Awalnya, laporan hanya menyebut lantai 6 terdampak, namun kenyataannya lantai 7 juga ikut terimbas.
Mashuda, pedagang Toko Aghist Jaya di lantai tujuh, menceritakan insiden itu terjadi saat dirinya membuka kios lebih awal, sementara pedagang lain belum banyak beraktivitas.
Menurut Mashuda, genangan air bukan berasal dari saluran bawah, melainkan tempias hujan yang terdorong angin masuk langsung ke bangunan.

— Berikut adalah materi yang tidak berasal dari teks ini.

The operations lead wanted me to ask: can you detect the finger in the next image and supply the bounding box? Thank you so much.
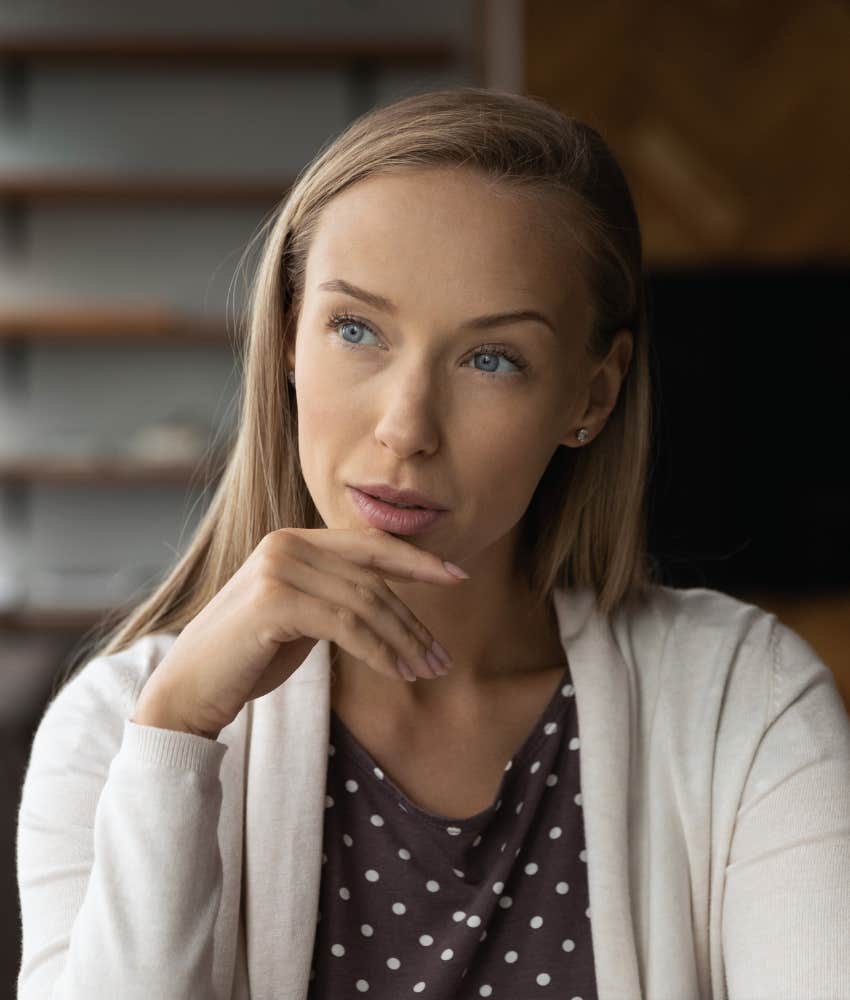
[283,526,467,587]
[275,555,445,681]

“Saya buka duluan waktu itu. Pas hujan lebat dan anginnya kencang, air dari luar langsung masuk. Bukan satu pintu, tapi sampai tiga sampai empat pintu kios,” ujarnya saat ditemui tim redaksi di lantai 7 Pasar Pagi, Selasa (6/1/2026).
Kondisi makin parah karena kios tidak memiliki tirai atau penutup di bagian depan.
Meskipun rolling door segera ditutup, air sudah terlanjur masuk.